Thursday, September 08, 2005

The Market

As I mentioned in my earlier post on Gencon, there's still a palpable gloom over the production end of our hobby. I have friends quitting the industry, talked endlessly with publishers and full time professionals about what's gone wrong, see companies spiraling down the drain, 4 guys on horses spotted riding through the game stores...well, not the last one, but there's no denying the RPG industry's taking it on the chin. A 10 year chain of fad games is broken and there's no new developments like CCGs or Clix or Pokemon to bail out a retail industry that has built its structure around the newest, hottest thing. This sends fear out in all directions - down the chain to consumers, who see their fave LGS's closing, and up to publishers, who see sales drop and designers, who see their jobs end or be shored up to save costs. Combine this with the issue that the "industry" is not run with the same level of margins or accounting accuracy as other more traditional ones and there's a lot of doubt to feed and fuel that fear.

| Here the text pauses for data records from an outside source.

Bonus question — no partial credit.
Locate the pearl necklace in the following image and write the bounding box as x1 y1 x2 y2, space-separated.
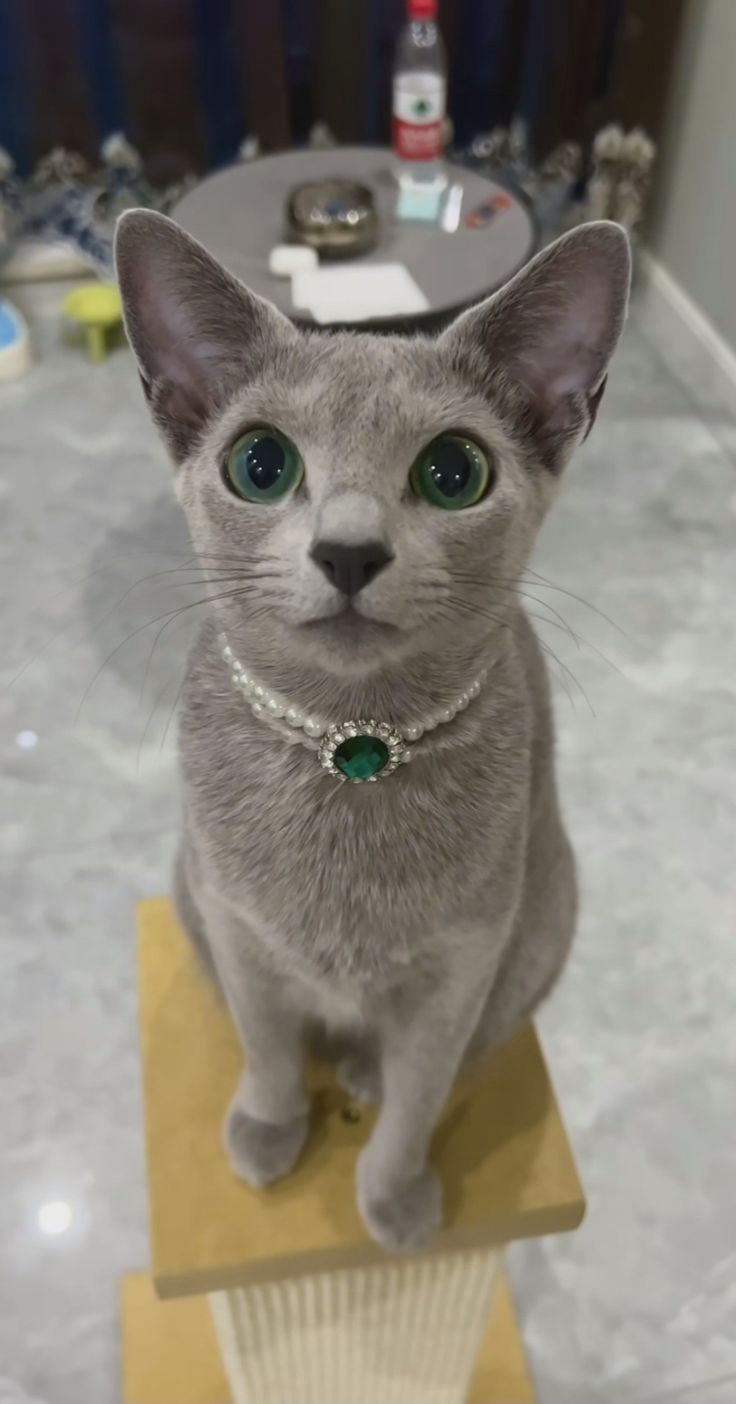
219 632 487 784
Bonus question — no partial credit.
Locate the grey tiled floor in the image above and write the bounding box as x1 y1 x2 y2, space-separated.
1 281 735 1404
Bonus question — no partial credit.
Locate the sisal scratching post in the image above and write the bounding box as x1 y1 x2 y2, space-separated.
122 899 585 1403
208 1252 502 1404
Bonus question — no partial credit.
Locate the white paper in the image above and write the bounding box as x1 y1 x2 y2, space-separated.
291 263 430 324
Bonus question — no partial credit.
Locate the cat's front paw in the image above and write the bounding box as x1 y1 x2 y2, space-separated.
225 1104 309 1188
357 1152 443 1253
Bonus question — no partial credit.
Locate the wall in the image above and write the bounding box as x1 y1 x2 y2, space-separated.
648 0 736 351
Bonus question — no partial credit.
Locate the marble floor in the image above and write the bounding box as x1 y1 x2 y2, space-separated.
1 277 735 1404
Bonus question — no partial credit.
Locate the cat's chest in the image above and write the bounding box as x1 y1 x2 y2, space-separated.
182 698 528 979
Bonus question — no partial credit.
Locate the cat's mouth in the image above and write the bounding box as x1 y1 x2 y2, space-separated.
300 604 399 640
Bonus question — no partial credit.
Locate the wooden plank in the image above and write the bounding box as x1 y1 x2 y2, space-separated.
138 898 584 1299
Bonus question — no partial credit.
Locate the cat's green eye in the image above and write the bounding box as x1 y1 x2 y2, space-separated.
225 427 304 504
410 435 493 511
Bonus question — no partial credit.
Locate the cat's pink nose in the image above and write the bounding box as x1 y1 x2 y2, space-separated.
311 540 393 597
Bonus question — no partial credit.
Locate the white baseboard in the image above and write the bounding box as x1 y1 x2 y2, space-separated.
635 251 736 421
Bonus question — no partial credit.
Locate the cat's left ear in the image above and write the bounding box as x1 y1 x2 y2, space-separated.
115 210 296 461
440 221 631 467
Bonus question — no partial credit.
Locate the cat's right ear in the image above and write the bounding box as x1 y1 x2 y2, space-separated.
439 221 631 470
114 210 296 462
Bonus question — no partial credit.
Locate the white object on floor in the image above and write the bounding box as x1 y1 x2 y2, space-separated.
37 1200 72 1236
268 244 319 277
0 299 32 381
15 730 39 750
292 261 430 324
0 238 90 283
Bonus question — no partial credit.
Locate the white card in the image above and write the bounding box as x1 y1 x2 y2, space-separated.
291 263 430 324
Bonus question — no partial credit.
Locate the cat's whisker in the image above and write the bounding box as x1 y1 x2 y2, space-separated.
20 555 200 601
159 572 284 590
160 668 188 754
520 570 628 637
139 597 203 708
432 596 514 639
34 551 253 587
510 589 623 677
2 567 196 692
53 551 284 589
437 594 594 712
74 587 255 724
4 560 284 697
536 640 595 715
540 649 576 710
448 570 623 675
137 650 185 775
406 583 598 706
451 566 625 637
138 578 288 702
504 588 579 645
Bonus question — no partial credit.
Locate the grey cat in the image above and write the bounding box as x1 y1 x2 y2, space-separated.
115 211 630 1253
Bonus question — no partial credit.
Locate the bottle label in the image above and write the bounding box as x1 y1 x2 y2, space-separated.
393 77 445 162
408 0 438 18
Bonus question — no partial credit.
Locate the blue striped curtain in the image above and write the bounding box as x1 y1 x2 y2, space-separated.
0 0 624 179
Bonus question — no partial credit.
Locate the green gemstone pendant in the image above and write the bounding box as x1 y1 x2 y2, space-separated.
334 734 390 780
319 720 409 783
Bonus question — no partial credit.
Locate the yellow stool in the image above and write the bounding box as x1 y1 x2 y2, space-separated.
63 284 123 362
122 899 585 1403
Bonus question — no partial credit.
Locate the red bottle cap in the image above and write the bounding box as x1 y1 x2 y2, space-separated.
409 0 438 19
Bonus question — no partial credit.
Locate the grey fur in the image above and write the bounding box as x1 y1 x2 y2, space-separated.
115 211 630 1252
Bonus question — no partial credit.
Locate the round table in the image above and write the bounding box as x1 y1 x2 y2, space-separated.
174 146 535 330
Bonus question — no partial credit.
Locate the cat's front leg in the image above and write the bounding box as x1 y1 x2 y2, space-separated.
206 910 311 1187
357 952 499 1253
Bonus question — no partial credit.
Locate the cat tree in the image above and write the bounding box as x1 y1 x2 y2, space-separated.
121 899 585 1403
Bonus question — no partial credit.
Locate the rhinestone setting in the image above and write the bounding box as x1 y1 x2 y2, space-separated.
318 722 408 783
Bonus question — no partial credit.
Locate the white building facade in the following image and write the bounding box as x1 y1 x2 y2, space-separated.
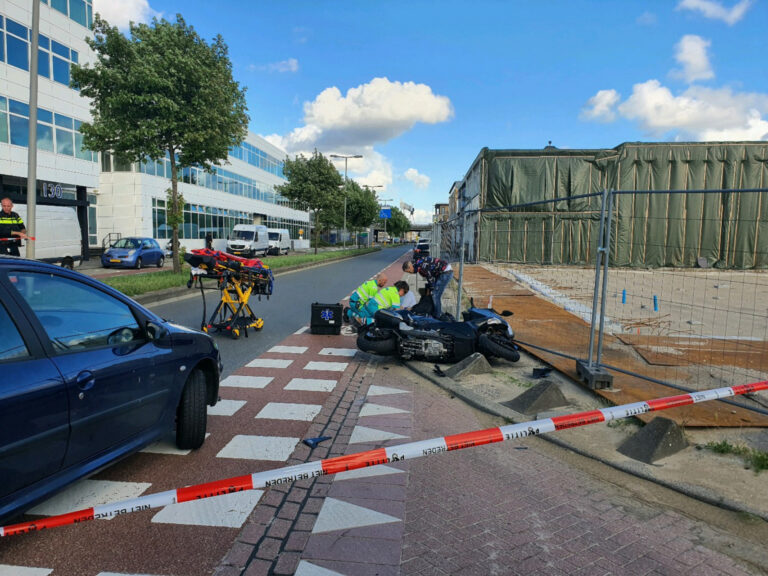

Morrus over at EnWorld highlighted a thread on whether the market is dying that I found quite interesting. The thread itself is a monster and full of mis-/dis-/non-information but his summary is quite good. I'd suggest giving it a read.

As for me, well, I still believe that a good game will still find the way. While the RPG market is not necessarily a growth one - often, I think it works at cross purposes to its own growth in many ways - I know there will always be gamers, and they will always be attracted to new, solid, interesting ideas. I have no intention of not releasing Ten Thousand Bullets as a print product, nor to abandon my ambitions to design and print other projects like C:S and it's spinoff product, or many of the other stories I have to tell. For me, it's about reigning in what "success" means. As an independant, small developer, I can call a book that makes $1 after costs a success; in the end, I have set myself up to make another book. I may have to modify my means - frex, using direct sales, PDFs or print on demand options instead of more traditional routes - but I can still succeed there. It's evolve or die time - companies are going to either scale back their expectations, take the tough actions that will keep their doors open, discover new or better ways of doing what they've been doing for the last 10 years, or get the hell out of the way.